Auto-PyTorch
Auto-PyTorch copied to clipboard
Make use of data more by devising subsampling
When we use a certain memory_allocation
[^1] in subsampling
, we reduce the number of samples until we reach the memory limit.
However, we need to come up with an appropriate value for this as when we set it too high, the training fails due to memory error while when we set it too low, we waste memory.
For now, we circumvent this issue by measuring the memory consumption when using the default config.
[^1]: The definition of the memory_allocation
is the following:
Absolute memory in MB, e.g. 10MB is "memory_allocation": 10
.
The memory used by the dataset is checked after each reduction method is performed.
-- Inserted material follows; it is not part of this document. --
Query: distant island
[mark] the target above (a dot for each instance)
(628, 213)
If the dataset fits into the allocated memory, any further methods listed in "methods"
will not be performed.
The information is based on the runs on dev branch. Those passed when I ran with example for the tabular classification.
mem_limit, N, D = 3000, 500, 10000 # 3GB
mem_limit, N, D = 4000, 2500, 10000 # 4GB
mem_limit, N, D = 5000, 4500, 10000 # 5GB
mem_limit, N, D = 6000, 6500, 10000 # 6GB
mem_limit, N, D = 7000, 8500, 10000 # 7GB
mem_limit, N, D = 8000, 11500, 10000 # 8GB
mem_limit, N, D = 9000, 15000, 10000 # 9GB
Note that since neural networks become larger when using a larger input size, I used a large fixed D
and this D
is determined via the feature size in automlbenchmark.
Since when we use memory_limit=2000
, APT does not run, we use the following equation to calculate the memory_allocation
and raise an error when we get memory_allocation < 0
:
memory_allocation = (memory_limit - 3000) / 1000.0 * 160 + 40
The information is based on the runs on common modification branch.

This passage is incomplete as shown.